Seidenstraße, EAWU, Modernisierungspartnerschaften: Auf dem „Tag der deutschen Wirtschaft“ gibt es einiges zu besprechen. Die wichtigsten Länder Zentralasiens befinden sich im wirtschaftlichen Aufbruch, deutsche Unternehmen wollen sich da gut positionieren.

Wenn die deutschen Wirtschaftsvertretungen in Almaty zum „Tag der deutschen Wirtschaft“ rufen, drücken sich einmal im Jahr Vertreter von Unternehmen, Hochschulen und Verbänden die Klinke in die Hand. So auch am vergangenen Freitag, als der Verband der Deutschen Wirtschaft in Kasachstan und das Delegiertenbüro der Deutschen Wirtschaft für Zentralasien ins „Ritz Carlton Almaty“ luden. Das Treffen dient traditionell dazu, dass in Kasachstan tätige Unternehmen aus dem deutschen Sprachraum sich vorstellen und mit Partnern vor Ort austauschen können. Außerdem werden aktuelle wirtschaftschafts- und handelspolitische Themen der Region Zentralasien erörtert.
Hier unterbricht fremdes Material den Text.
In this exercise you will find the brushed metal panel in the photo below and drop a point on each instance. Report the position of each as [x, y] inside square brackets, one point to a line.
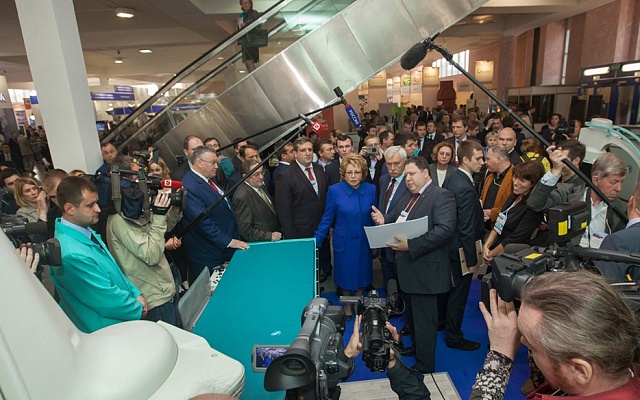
[292, 83]
[435, 16]
[337, 55]
[383, 28]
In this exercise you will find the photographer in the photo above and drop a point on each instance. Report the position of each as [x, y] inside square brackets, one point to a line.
[583, 337]
[138, 247]
[406, 383]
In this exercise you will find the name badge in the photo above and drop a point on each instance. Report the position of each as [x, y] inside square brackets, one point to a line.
[500, 222]
[403, 216]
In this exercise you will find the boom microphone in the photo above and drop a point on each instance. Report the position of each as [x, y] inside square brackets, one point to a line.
[414, 55]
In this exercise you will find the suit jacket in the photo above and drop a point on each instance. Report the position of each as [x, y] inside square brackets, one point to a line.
[206, 244]
[395, 198]
[433, 172]
[94, 292]
[470, 227]
[255, 219]
[424, 269]
[332, 172]
[298, 206]
[625, 241]
[506, 188]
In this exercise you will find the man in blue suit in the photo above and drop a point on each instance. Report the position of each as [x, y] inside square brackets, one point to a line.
[469, 230]
[213, 240]
[392, 188]
[625, 241]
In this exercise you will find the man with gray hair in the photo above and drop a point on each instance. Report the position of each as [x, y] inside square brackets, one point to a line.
[607, 174]
[582, 334]
[392, 188]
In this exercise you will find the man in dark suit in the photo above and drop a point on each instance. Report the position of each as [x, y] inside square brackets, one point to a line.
[423, 262]
[255, 211]
[459, 126]
[301, 192]
[344, 145]
[625, 241]
[392, 189]
[211, 243]
[470, 229]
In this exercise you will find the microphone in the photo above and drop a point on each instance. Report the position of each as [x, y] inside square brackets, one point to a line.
[414, 55]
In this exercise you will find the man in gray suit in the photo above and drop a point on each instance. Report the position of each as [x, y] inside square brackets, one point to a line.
[254, 208]
[423, 262]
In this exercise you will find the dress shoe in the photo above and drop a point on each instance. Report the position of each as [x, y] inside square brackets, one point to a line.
[405, 330]
[464, 344]
[408, 351]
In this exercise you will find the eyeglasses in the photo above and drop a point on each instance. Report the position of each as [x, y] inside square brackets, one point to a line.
[209, 162]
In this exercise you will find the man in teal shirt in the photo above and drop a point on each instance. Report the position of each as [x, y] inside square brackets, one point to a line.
[94, 293]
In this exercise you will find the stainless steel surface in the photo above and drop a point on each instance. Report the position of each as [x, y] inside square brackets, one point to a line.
[345, 51]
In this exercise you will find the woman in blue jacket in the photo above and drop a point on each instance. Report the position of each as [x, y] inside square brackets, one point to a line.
[348, 210]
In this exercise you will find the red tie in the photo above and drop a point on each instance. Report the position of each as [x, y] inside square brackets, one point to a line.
[412, 202]
[308, 169]
[387, 195]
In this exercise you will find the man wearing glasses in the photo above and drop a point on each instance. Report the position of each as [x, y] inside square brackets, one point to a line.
[212, 242]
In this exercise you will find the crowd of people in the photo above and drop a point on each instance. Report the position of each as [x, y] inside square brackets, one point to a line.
[481, 185]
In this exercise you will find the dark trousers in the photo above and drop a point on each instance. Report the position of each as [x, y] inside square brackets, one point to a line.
[423, 322]
[456, 303]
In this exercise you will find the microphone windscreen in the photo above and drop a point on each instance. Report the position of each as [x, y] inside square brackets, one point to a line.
[35, 228]
[413, 56]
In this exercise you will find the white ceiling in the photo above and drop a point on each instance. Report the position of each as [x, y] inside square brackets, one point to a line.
[178, 31]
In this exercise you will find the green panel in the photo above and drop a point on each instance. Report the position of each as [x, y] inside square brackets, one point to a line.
[260, 301]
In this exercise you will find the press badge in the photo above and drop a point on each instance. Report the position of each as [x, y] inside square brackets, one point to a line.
[403, 216]
[499, 226]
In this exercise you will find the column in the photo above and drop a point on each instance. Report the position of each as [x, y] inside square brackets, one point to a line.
[52, 41]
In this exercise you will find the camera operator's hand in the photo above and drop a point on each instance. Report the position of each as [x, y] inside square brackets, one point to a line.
[27, 256]
[144, 306]
[354, 347]
[161, 204]
[502, 323]
[173, 243]
[377, 216]
[42, 203]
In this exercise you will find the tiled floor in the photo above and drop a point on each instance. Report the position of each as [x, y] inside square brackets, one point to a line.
[438, 384]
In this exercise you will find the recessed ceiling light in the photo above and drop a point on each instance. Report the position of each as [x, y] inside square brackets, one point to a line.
[124, 12]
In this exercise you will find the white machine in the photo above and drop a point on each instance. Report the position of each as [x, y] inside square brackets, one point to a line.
[600, 136]
[44, 356]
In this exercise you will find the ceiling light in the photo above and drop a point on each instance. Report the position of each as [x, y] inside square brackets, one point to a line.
[596, 71]
[124, 12]
[631, 67]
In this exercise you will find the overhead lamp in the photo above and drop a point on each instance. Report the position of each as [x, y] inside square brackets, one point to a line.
[124, 12]
[631, 67]
[596, 71]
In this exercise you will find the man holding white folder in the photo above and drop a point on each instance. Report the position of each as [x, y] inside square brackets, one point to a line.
[423, 262]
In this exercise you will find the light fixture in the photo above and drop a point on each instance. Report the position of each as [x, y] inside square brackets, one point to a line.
[631, 67]
[596, 71]
[124, 12]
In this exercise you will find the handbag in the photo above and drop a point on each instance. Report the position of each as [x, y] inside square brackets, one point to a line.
[255, 38]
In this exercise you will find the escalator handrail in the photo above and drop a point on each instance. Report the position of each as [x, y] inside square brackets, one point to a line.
[194, 65]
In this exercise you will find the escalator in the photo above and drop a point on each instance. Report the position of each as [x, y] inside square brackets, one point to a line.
[314, 46]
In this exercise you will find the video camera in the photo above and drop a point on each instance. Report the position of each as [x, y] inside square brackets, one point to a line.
[512, 270]
[315, 362]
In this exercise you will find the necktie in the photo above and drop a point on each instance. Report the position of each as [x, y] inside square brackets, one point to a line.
[266, 199]
[412, 202]
[387, 195]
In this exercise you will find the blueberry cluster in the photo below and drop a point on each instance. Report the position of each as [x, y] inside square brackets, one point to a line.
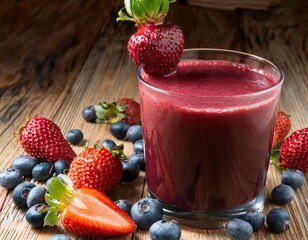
[277, 219]
[26, 194]
[148, 214]
[136, 161]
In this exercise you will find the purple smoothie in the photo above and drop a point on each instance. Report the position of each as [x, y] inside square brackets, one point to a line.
[207, 133]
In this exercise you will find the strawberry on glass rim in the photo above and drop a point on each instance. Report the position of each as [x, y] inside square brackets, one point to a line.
[156, 45]
[85, 212]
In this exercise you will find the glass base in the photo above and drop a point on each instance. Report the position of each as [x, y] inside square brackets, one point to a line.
[210, 219]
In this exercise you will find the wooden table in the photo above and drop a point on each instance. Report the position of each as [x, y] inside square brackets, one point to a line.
[57, 58]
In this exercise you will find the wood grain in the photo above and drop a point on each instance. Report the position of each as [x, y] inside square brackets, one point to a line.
[57, 58]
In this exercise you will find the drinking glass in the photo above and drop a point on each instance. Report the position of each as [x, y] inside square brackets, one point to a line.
[207, 152]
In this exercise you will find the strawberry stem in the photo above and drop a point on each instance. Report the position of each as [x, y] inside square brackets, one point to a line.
[60, 193]
[274, 158]
[109, 112]
[144, 11]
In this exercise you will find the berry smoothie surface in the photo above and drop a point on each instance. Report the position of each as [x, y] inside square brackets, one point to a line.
[207, 132]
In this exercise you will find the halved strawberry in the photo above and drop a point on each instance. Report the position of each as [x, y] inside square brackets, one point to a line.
[156, 45]
[85, 212]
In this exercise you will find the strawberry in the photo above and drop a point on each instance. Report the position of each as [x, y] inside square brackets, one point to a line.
[85, 212]
[156, 45]
[293, 153]
[282, 128]
[124, 109]
[98, 168]
[42, 138]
Dass es an solchen nicht mangelt, zeigte erst vor wenigen Tagen die überraschende Meldung, Usbekistan bereite einen Beitritt zur russisch geführten Eurasischen Wirtschaftsunion (EAWU) vor. Bislang gehören der Union neben Russland und Kasachstan noch Belarus, Armenien und Kirgisistan an, Usbekistan hatte sich dagegen lange gesperrt.

Auch wenn die usbekische Seite kurze Zeit später betonte, es gebe noch keinen Beschluss für einen Beitritt zur EAWU – die handelspolitische Wendung würde zur Öffnungspolitik von Schawkat Mirsijojew passen. Seit der amtierende Präsident im Dezember 2016 das höchste Staatsamt übernommen hat, erlebt das bevölkerungsreichste Land Zentralasiens nicht nur eine Flut von Reformen. Es zeigt sich auch offener denn je für eine Teilnahme am chinesischen Seidenstraßen-Projekt und wirbt ebenso im Westen für Investitionen und Wirtschaftskooperationen. Das Interesse deutscher und österreichischer Firmen an einem Engagement in Usbekistan ist in den vergangenen beiden Jahren so stark gestiegen, dass mehrere bekannte Prüfungs- und Beratungsgesellschaften ein Büro in Taschkent eröffneten. Den Anfang machte im September 2018 die Schneider Group, in diesem Jahr zogen Rödl&Partner sowie die Österreicher von RSP International nach.

Deutschland-Besuch Tokajews im Dezember weckt Hoffnungen

Die ausgeprägtesten Wirtschaftsbeziehungen unterhält Deutschland in der Region aber weiterhin zu Kasachstan. Auf der Konferenz in Almaty wurde betont, dass der Handelsumsatz zwischen beiden Ländern mit durchschnittlich zwanzig Prozent wieder gut wachse – wenngleich das Niveau von 2014 noch nicht erreicht sei, als es unter anderem infolge des Ölpreisabsturzes zu einem Einbruch der kasachischen Wirtschaft kam. Mit über 1.000 Repräsentationen ist Almaty der Hauptstandort deutscher Unternehmen in Kasachstan. Deutschland ist zudem bestrebt, den Partner bei der Reform der beruflichen Bildung zu unterstützen.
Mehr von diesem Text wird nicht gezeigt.